Pulmonary manifestations, including interstitial lung disease (ILD), are a major cause of mortality and morbidity in DM patients. The ProDERM study evaluated efficacy of IVIg in adult DM patients.

Design/Methods:

ProDERM was a placebo-controlled, double-blind, multicenter Phase 3 study. For Weeks 0–16, patients were randomized to 2.0 g/kg IVIg or placebo every 4 weeks. For Weeks 16–40, all eligible patients received IVIg (open-label) for six additional cycles. DM pulmonary symptoms were assessed using the Myositis Disease Activity Assessment Tool (MDAAT). Visual analog scales (VAS) scored overall pulmonary disease activity over 10 cm (higher scores indicated worse disease). Physicians also recorded dysphonia, active reversible ILD, and dyspnea using MDAAT. To avoid floor effect, treatment effect was analyzed only in patients with baseline VAS >0.5 cm.

Results:

Of 95 DM patients in ProDERM, 36 (37.9%) had baseline pulmonary VAS >0.5 cm, indicating myositis lung involvement. By Week 40, this decreased to 20/88 patients with available data (22.7%; p=0.007). For patients with data at baseline and Week 16, those on IVIg (n=12) experienced a mean decrease of 1.15 cm (37.7%; p=0.001) vs. 0.17 cm (6.5%) in patients on placebo (n=21; p=0.50). From baseline to Week 40, with placebo patients having switched to IVIg, the mean decrease for the combined cohort with available data (n=32 patients) was 1.08 cm (38.2%; p<0.001).

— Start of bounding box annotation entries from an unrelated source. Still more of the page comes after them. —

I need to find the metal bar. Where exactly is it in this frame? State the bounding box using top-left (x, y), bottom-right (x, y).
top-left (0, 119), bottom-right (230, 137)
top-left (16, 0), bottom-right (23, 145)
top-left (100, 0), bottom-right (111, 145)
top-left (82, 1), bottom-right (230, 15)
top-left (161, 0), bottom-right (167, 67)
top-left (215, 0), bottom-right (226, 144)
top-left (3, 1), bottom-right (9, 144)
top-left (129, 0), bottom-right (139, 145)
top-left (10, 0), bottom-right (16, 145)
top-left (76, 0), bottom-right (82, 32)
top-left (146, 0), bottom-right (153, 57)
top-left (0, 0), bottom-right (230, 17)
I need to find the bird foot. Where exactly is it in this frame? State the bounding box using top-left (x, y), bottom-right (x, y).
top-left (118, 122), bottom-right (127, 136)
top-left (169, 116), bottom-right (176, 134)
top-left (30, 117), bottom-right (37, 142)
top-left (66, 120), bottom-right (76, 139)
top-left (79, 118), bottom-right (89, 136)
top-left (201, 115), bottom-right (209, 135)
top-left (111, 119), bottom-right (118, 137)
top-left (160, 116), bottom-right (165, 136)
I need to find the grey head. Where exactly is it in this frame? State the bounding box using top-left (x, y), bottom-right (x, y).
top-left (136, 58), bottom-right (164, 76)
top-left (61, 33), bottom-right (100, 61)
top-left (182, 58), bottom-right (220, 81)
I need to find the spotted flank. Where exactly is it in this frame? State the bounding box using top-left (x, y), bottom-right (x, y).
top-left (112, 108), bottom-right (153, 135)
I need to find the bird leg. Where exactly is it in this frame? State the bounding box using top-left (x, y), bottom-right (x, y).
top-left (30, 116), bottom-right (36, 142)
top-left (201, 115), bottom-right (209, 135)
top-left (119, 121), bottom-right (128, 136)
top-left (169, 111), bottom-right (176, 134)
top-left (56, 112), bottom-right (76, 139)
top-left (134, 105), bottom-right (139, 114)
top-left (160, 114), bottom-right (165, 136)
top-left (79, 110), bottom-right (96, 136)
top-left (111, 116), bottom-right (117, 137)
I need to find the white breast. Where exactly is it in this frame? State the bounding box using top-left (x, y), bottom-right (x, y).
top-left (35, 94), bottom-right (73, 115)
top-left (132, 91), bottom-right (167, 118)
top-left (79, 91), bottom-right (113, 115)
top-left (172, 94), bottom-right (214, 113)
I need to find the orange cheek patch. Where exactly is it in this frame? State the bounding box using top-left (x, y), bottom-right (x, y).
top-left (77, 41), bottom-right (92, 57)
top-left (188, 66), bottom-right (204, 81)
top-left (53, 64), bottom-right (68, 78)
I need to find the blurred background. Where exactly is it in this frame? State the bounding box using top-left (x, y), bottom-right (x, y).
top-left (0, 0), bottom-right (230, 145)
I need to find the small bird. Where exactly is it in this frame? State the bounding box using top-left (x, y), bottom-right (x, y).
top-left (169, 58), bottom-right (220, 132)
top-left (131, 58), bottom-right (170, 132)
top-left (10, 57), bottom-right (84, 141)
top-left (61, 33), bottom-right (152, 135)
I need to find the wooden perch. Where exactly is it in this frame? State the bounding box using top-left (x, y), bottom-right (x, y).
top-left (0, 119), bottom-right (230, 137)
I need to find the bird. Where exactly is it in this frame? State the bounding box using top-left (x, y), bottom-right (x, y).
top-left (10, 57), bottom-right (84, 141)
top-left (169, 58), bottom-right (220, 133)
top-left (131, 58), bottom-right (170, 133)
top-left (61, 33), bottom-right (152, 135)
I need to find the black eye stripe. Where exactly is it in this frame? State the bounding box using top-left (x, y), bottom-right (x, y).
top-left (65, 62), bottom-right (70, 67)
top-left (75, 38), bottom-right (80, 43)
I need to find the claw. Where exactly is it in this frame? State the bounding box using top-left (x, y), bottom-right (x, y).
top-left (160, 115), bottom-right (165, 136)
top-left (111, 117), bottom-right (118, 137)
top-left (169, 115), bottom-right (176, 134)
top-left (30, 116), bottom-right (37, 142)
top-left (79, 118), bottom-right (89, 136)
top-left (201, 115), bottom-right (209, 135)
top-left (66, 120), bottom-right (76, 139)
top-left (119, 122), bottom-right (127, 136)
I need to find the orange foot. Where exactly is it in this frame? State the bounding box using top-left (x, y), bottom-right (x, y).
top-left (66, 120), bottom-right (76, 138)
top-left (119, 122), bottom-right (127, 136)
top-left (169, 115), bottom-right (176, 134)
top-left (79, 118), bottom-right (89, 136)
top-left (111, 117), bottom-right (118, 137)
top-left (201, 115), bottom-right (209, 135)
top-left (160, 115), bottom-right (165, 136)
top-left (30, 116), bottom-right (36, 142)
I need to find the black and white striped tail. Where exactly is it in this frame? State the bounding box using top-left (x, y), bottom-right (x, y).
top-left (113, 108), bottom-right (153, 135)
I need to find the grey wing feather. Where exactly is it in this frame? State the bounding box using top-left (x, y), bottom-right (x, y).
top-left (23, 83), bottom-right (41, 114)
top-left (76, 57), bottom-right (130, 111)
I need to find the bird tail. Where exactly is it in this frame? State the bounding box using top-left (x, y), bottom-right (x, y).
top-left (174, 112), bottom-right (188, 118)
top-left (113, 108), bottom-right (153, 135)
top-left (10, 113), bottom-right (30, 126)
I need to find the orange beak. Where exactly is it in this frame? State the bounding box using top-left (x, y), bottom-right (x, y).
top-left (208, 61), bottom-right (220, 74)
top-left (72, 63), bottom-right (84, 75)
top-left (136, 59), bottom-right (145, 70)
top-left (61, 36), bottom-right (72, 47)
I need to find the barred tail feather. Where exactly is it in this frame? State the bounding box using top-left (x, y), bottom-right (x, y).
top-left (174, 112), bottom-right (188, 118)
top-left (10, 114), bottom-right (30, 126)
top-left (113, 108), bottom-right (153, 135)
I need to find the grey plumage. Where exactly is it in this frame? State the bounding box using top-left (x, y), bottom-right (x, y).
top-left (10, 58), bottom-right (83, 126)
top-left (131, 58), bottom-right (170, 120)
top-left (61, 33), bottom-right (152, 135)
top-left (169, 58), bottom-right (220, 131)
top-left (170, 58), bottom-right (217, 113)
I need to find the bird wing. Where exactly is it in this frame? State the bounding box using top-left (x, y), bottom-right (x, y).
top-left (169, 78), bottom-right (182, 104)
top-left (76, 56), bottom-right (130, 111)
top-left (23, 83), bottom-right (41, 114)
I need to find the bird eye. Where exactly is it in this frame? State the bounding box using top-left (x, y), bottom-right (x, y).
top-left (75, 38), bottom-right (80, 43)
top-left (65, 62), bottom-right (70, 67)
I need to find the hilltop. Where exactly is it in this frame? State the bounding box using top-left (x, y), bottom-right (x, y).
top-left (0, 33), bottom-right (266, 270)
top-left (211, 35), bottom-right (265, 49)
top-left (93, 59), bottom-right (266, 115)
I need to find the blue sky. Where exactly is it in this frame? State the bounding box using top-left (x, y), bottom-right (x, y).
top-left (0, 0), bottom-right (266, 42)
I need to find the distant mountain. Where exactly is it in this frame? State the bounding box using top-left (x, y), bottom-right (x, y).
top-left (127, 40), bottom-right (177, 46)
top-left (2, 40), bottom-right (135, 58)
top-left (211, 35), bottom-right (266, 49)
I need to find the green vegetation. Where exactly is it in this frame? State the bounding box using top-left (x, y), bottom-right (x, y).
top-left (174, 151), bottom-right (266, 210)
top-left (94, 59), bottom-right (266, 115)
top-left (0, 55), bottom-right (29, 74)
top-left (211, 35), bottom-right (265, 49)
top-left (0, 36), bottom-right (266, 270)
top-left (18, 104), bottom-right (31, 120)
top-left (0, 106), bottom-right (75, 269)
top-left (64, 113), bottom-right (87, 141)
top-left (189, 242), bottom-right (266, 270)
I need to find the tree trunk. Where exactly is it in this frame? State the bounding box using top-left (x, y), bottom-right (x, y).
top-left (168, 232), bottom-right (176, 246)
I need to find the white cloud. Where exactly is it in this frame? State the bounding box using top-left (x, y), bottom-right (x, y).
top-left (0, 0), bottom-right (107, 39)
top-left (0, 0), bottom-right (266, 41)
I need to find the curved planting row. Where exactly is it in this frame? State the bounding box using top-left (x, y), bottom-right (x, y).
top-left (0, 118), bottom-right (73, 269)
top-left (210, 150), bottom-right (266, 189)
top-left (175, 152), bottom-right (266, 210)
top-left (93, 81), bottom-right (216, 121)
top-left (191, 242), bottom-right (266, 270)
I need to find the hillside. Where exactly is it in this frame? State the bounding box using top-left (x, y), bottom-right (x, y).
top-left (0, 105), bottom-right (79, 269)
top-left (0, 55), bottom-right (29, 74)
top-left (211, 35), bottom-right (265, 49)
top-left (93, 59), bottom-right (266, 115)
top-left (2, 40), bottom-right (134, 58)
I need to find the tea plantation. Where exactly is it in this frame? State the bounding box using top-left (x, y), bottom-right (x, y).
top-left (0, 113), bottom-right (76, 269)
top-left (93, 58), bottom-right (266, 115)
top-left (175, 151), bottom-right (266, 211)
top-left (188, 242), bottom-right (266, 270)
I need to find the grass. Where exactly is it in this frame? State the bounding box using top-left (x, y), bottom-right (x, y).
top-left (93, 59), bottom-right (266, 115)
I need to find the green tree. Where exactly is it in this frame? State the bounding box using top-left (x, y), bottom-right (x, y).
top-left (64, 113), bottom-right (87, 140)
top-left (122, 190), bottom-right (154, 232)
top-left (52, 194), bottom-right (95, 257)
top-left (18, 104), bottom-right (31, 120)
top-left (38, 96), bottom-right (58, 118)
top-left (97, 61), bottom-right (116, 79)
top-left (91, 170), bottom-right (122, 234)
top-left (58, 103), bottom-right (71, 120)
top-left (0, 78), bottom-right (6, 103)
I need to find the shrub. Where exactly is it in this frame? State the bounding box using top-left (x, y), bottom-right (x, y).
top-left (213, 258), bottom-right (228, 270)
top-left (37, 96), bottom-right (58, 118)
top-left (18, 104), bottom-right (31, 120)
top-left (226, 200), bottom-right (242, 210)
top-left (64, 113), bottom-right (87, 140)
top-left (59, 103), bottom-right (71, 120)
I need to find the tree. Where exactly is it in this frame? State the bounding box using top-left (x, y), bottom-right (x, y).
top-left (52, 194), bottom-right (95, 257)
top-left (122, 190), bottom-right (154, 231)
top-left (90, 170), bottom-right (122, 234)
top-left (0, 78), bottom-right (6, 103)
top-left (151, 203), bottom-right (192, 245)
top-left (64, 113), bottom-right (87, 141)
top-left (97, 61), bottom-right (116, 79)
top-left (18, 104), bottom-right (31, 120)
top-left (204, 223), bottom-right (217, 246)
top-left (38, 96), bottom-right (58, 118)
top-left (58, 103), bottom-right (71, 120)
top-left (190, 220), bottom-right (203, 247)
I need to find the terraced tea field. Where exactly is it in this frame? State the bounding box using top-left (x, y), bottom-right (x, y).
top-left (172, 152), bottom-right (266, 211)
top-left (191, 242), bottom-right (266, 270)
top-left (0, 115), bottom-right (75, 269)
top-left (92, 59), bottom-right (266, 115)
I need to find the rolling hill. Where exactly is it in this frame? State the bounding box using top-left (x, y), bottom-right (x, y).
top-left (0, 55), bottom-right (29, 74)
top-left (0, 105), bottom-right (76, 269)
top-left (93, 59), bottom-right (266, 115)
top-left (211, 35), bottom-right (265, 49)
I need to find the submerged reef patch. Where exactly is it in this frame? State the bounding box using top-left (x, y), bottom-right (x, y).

The percentage of patients with dysphonia decreased from 20% at baseline to 8% at Week 40 (p=0.04). The percentages with dyspnea or ILD decreased numerically from baseline to Weeks 16 and 40 (not statistically significant).

Conclusions:

IVIg may have favorable treatment effects on active pulmonary manifestations of DM. Further studies are warranted.